After losing the presidential race to Yanukovych in 2010, his government imprisoned her for alleged abuse of power in making a gas deal with Russia. She was sentenced to seven years in prison, but was released this year after the fall of Yanukovych’s government.
The Associated Press reported Poroshenko may have a wide lead – 34 per cent of eligible voter support, compared to only 6 per cent for Tymoshenko – but not enough to win the absolute majority needed to avoid a runoff.
According to Business Week, Poroshenko has higher support when the same poll only looked at decided voters: 54 per cent of decided voters polled said they support him, compared to 9.6 per cent of decided voters behind Tymoshenko
How will we know the vote is fair?
More than 2,700 international observers will monitor the vote, including a delegation of 500 monitors from Canada. Among the Canadians leading the observation mission are former Ontario Premier Mike Harris and Sen. Raynell Andreychuk.
The Canadian government is spending a reported $11 million on the mission, according to The Canadian Press.

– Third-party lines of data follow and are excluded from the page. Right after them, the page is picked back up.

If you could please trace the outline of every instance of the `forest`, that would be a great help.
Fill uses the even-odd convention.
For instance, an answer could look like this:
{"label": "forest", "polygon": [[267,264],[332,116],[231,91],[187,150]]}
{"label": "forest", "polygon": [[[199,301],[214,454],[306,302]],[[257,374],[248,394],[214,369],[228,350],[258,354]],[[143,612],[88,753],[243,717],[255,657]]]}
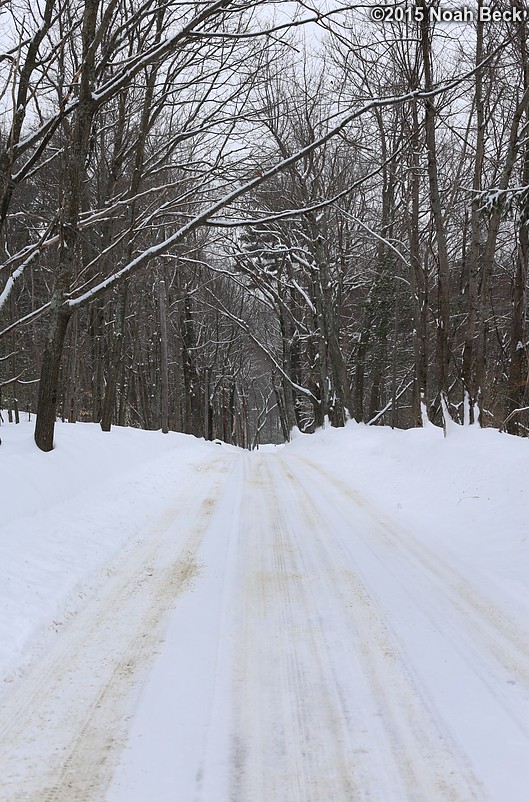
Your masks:
{"label": "forest", "polygon": [[0,0],[4,414],[526,435],[529,21],[491,5]]}

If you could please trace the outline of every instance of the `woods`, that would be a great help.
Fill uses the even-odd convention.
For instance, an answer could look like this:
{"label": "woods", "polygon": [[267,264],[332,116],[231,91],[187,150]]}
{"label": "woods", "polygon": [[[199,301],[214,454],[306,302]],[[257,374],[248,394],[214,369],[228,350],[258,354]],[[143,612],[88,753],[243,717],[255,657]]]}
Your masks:
{"label": "woods", "polygon": [[39,448],[527,434],[528,23],[432,5],[0,3],[0,407]]}

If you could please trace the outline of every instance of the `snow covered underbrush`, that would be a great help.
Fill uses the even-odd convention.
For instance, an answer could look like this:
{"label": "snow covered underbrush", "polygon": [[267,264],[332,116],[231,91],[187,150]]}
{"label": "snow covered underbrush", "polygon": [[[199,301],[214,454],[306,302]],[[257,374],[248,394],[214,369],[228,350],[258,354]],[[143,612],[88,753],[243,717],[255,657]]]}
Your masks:
{"label": "snow covered underbrush", "polygon": [[189,435],[58,423],[55,448],[44,454],[33,429],[27,420],[0,429],[0,683],[219,451]]}

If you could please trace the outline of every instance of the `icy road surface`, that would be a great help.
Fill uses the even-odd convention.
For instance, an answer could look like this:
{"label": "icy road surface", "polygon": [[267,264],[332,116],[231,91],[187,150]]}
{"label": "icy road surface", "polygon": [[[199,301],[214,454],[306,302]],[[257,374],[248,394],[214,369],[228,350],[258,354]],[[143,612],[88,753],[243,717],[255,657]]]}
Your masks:
{"label": "icy road surface", "polygon": [[4,700],[2,800],[527,802],[529,622],[338,472],[208,452]]}

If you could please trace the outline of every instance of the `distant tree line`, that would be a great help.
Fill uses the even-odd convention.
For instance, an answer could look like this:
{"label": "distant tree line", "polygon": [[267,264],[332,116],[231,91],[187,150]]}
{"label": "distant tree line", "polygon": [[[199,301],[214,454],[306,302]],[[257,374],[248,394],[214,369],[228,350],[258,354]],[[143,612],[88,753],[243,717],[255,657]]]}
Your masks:
{"label": "distant tree line", "polygon": [[41,449],[527,433],[528,23],[317,7],[0,2],[0,408]]}

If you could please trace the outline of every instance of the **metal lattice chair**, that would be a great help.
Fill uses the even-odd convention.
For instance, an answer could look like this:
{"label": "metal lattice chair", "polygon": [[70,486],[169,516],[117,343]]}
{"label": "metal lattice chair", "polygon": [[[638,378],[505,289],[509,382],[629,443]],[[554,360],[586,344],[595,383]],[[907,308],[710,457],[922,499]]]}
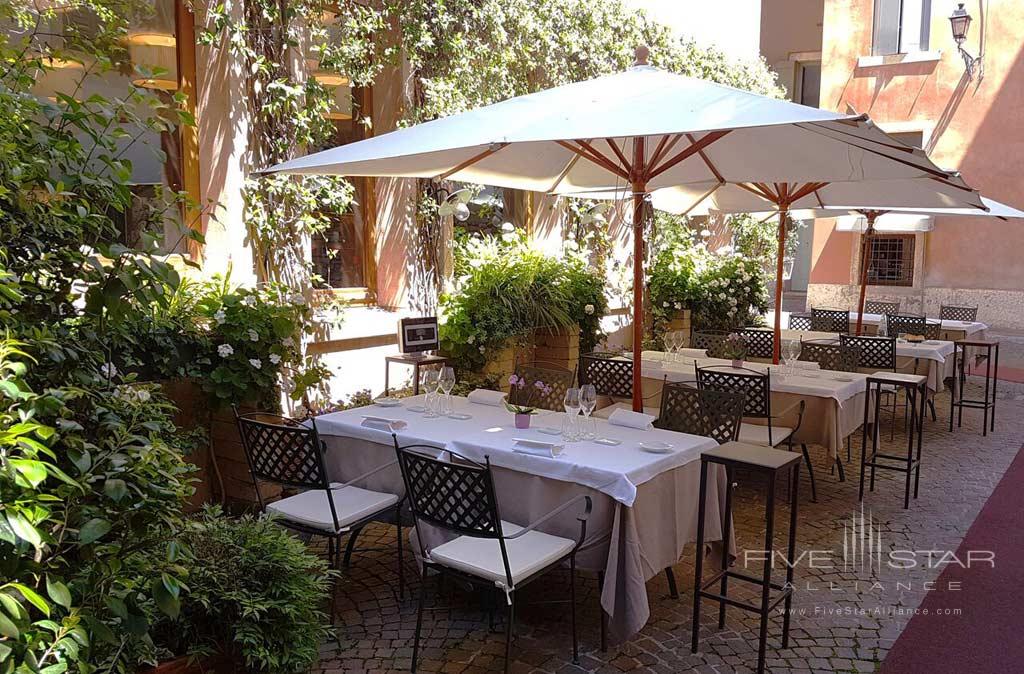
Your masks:
{"label": "metal lattice chair", "polygon": [[811,317],[807,314],[790,314],[789,315],[789,329],[790,330],[810,330],[813,326]]}
{"label": "metal lattice chair", "polygon": [[[412,671],[416,671],[419,656],[426,579],[429,573],[449,574],[485,590],[497,587],[507,597],[505,672],[508,672],[518,591],[566,560],[569,561],[572,659],[578,664],[576,551],[587,536],[587,518],[593,507],[591,498],[580,495],[536,522],[526,526],[513,524],[501,519],[488,459],[480,464],[449,452],[451,460],[442,460],[437,458],[436,447],[399,447],[397,437],[394,437],[394,441],[409,505],[416,522],[423,562],[412,647]],[[580,523],[576,540],[538,530],[542,524],[574,506],[579,509],[576,519]],[[421,531],[421,525],[431,527],[432,532]],[[424,542],[427,540],[425,535],[436,536],[438,529],[448,534],[451,540],[428,548]],[[491,622],[493,624],[493,612]]]}
{"label": "metal lattice chair", "polygon": [[[896,371],[896,337],[869,337],[867,335],[840,335],[840,343],[843,346],[852,346],[860,350],[860,358],[857,361],[857,369],[868,374],[885,370]],[[899,390],[895,387],[883,388],[886,395],[892,396],[892,428],[889,437],[896,433],[896,410],[900,405],[897,402]],[[886,404],[888,408],[888,403]],[[904,416],[906,416],[906,403],[903,404]]]}
{"label": "metal lattice chair", "polygon": [[[526,382],[523,388],[512,387],[508,393],[508,402],[512,405],[525,405],[527,398],[534,407],[543,410],[561,412],[565,392],[572,388],[576,381],[575,370],[566,370],[554,364],[536,362],[532,365],[516,365],[515,373]],[[550,387],[549,393],[535,395],[534,382],[542,381]],[[532,397],[531,397],[532,396]]]}
{"label": "metal lattice chair", "polygon": [[933,341],[942,339],[942,321],[926,320],[924,323],[924,338]]}
{"label": "metal lattice chair", "polygon": [[718,444],[740,437],[743,394],[696,389],[683,382],[666,384],[655,426],[677,433],[703,435]]}
{"label": "metal lattice chair", "polygon": [[850,331],[850,312],[845,309],[811,309],[811,329],[815,332]]}
{"label": "metal lattice chair", "polygon": [[[595,410],[597,419],[607,419],[616,409],[633,409],[633,361],[615,353],[587,353],[580,356],[579,383],[592,384],[597,395],[618,400],[612,405]],[[648,398],[657,396],[655,391]],[[657,415],[655,407],[644,406],[646,414]]]}
{"label": "metal lattice chair", "polygon": [[726,330],[694,330],[690,346],[703,349],[708,358],[726,358],[725,338],[731,333]]}
{"label": "metal lattice chair", "polygon": [[775,331],[764,328],[738,330],[747,340],[747,358],[772,358],[775,355]]}
{"label": "metal lattice chair", "polygon": [[978,307],[958,307],[952,304],[942,304],[939,305],[939,320],[974,323],[978,320]]}
{"label": "metal lattice chair", "polygon": [[797,360],[817,363],[822,370],[856,372],[860,363],[860,349],[831,340],[809,339],[800,342]]}
{"label": "metal lattice chair", "polygon": [[[743,394],[743,417],[765,422],[763,425],[742,422],[740,424],[740,442],[762,447],[777,447],[785,444],[790,451],[794,451],[793,436],[800,429],[804,418],[804,408],[807,404],[803,400],[799,400],[783,410],[781,414],[773,415],[770,372],[758,372],[728,365],[698,367],[697,386],[702,391],[726,391]],[[797,418],[794,427],[776,425],[779,420],[794,411]],[[800,448],[803,451],[804,461],[807,462],[807,473],[811,478],[811,500],[817,502],[818,491],[814,483],[811,456],[805,443],[801,442]]]}
{"label": "metal lattice chair", "polygon": [[867,300],[864,302],[864,313],[866,314],[888,316],[889,314],[898,314],[899,312],[899,302],[886,302],[884,300]]}
{"label": "metal lattice chair", "polygon": [[[401,499],[396,494],[355,486],[393,468],[396,462],[387,463],[343,484],[330,482],[324,464],[327,448],[317,433],[315,420],[310,420],[307,427],[267,412],[239,414],[236,408],[235,421],[260,510],[276,515],[277,522],[290,529],[326,537],[327,553],[334,568],[341,567],[341,539],[346,534],[349,536],[345,553],[347,564],[360,530],[388,511],[394,511],[398,527],[396,548],[401,598],[405,591]],[[267,503],[260,491],[260,482],[303,491]]]}
{"label": "metal lattice chair", "polygon": [[886,332],[893,337],[899,335],[923,335],[925,333],[924,316],[909,314],[889,314],[885,317]]}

While there are 35.5 million eligible voters, BBC reported 19 per cent of them live in areas rife with political instability. Approximately 3.3 million voters live in Donetsk and a further 1.8 million live Luhansk — two regions that held referendums earlier this month to separate from Ukraine. Both regions have been affected by deadly violence or are have areas under the control of pro-Russia groups.
There are also 1.8 million eligible voters in Crimea, which the Russia annexed in March. But because it’s now under Russian rule, there will be no polls held in the territory.
Ukrainian citizens still travelling in Crimea can travel to Ukraine to cast their vote.
Can Ukrainians living abroad vote in the election?
According to the government there are 400,000 Ukrainians abroad who have said they plan to take part in the election – including thousands living in Canada.
While there are large Ukrainian communities across Canada, there are only two places in the country where Ukrainians can cast their votes: the embassy in Ottawa and the consulate in Toronto.
A spokesperson at the embassy said there are between 1,500 to 1,600 people registered to vote there, and about 3,000 expected to vote in Toronto.
They can vote Sunday between 8 a.m. and 8 p.m. ET but only if they registered prior to May 19.